Oh, that’s a beautiful coincidence with your dad’s Fortean Times issue! Yeah, I actually have less and less of a problem with the word “spiritual”, and I sometimes think that Moore waters things down a bit too much, but I get where he’s coming from.
Also loved this post and looking forward to more! Articulates a fundamental concept of make-believe in surrealist play. I was recently struggling to defend the “Demon Inquiry” in the Object Beautician book to an imaginary objector who might ask “why are you having a discussion as if demons were real?” But the game was exactly a big instance “supposing”…
Yes yes, and your point about the demon has actually reminded me of an important thing I forgot to say in the blog post: “supposing” is not the same as “pretending”. When you pretend X, you know that X isn’t real – or rather, you believe that X isn’t real. So pretending also requires believing. When you suppose X, on the other hand, you’re seriously enteraining the possibility that X might indeed be real, and you’re following that possibility through to its full conclusion.
Terrific post.
Your blogs are mind-blowing (in a liberating way of course). I think what is implicit in those who dismiss imagination as merely subjective have never experienced moments of intersubjectivity when for a second can escape the hard shell of our individual prisons. I think William Blake and Swedenborg are examples.
Thank you Kim! And I agree with you 100% about intersubjectivity, and those moments when we glimpse a reality beyond the illusion of self.
Well written, Merl. I think you have clearly articulated here what I didn’t formally realize until now is basically my own approach to such woo-woo matters.
(And I’ve had lots of interesting experiences with the ouija board!)
Yay! Ouija woo-woo FTW!
Tremendous stuff! A big fan of Campbell here. Would that we could contact him through the ouija! Damn! Imagine his take on the actual hereafter!
Hail Erris!
https://kencampbell.urbandrum.co.uk/
Peace & Outrage
mark
Thanks! We should certainly be contacting him through the Ouija board. But our first question for him would have to be: who do you think is the greatest living actor now?
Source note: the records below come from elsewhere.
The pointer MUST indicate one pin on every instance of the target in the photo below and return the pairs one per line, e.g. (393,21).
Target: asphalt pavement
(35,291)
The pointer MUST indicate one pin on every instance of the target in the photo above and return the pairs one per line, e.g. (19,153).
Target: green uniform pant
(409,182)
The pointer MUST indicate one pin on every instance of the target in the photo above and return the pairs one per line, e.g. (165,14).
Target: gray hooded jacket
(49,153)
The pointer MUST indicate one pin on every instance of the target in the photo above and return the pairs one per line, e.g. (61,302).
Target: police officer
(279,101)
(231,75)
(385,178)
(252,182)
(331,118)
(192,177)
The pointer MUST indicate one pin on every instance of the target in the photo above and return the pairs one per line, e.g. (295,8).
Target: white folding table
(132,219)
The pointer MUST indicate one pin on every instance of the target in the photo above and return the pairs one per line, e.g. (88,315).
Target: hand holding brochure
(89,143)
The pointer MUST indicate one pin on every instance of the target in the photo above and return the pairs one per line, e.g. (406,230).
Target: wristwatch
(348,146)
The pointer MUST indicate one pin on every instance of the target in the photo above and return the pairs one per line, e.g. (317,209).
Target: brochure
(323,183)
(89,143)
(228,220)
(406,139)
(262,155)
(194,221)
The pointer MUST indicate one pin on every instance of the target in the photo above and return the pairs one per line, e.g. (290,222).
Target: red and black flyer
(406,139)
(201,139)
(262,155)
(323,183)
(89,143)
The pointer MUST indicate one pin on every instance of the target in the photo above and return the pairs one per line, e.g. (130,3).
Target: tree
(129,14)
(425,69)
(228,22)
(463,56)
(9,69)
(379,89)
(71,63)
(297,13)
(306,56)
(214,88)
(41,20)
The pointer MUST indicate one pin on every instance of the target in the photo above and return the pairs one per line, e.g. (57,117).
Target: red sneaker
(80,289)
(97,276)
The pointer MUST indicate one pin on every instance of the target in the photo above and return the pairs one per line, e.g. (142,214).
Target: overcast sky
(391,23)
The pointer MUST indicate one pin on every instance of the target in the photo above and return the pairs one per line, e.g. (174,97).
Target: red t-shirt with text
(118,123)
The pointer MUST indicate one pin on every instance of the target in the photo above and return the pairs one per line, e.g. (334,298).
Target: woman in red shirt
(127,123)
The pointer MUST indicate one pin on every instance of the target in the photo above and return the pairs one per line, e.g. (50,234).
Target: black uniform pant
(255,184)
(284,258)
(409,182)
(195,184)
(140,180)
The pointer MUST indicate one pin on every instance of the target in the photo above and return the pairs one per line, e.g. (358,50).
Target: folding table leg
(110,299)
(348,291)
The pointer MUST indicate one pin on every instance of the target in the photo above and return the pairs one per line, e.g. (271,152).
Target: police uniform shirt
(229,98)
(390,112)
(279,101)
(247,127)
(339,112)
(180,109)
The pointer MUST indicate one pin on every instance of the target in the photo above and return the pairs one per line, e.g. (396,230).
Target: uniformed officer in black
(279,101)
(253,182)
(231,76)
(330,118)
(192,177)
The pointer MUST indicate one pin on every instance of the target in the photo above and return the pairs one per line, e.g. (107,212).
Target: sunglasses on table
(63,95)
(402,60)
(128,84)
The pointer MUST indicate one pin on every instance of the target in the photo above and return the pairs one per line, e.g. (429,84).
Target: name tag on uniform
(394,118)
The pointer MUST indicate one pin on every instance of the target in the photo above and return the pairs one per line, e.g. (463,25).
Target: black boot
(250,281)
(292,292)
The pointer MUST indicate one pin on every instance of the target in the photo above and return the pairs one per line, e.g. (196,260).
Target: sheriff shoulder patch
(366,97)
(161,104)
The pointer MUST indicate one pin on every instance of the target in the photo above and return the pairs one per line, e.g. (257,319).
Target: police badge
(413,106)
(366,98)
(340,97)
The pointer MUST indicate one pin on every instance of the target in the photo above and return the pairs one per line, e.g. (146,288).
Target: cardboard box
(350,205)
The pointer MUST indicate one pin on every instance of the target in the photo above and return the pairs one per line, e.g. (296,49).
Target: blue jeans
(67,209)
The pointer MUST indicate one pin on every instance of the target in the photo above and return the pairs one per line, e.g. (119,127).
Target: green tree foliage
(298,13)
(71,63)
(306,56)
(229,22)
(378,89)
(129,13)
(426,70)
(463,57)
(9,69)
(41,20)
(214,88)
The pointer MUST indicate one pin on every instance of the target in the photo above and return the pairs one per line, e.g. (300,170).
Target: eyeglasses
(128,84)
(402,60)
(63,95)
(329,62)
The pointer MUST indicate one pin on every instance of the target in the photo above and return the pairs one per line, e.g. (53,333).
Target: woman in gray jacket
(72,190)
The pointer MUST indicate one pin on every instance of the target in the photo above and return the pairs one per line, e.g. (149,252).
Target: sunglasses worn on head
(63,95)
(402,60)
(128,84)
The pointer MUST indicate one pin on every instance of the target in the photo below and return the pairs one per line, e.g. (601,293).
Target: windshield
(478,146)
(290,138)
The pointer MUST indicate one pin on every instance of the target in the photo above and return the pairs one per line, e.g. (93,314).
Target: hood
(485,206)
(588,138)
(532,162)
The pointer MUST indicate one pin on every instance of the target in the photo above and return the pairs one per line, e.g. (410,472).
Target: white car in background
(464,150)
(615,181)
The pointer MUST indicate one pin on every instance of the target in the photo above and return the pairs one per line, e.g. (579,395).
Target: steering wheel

I say belief is a ball-and-chain. Bukowski said ““I wish to weep but sorrow is stupid.
I wish to believe but belief is a graveyard.”
I think “supposing” is more scientific or rational, like “hypothesizing.” It is possible to hold numerous hypotheses at the same time which may contradict each other but each of which has evidence to support it, or maybe even have equally probability of being true without evidence. Once we get attached to “theories” we lose not only objectivity but a certain connection to the ephemeralness of knowledge.
I was not aware that there is such a thing as a “surreal movement” or whatever until reading this blog while researching Thelema.
As the conceiver of the “Magic Modernization Project” I am realizing that modernizing magic in any systematic and rational manner may be a fantasy, at least within my lifetime. People and organizations love to cling to their delusions of astrology and spirits, numerology and rituals and tarot and divination and so on that have no or very little basis outside of psychology and culture and religion. Of course, psychology and culture and religion and so on are very powerful systems in their own rights.
I leave it to the children of the 21st century to modernize magic, or not, based on what is real. Of course, it’s the adults who make and shape the children. It’s the adults who brainwash, weaponize and pervert the children.
Ken Campbell’s surrealist credo: “There is a meaning to life than can be peripherally sensed by being astounded and also by astounding others. And it may be fully glimpsed by astounding yourself.”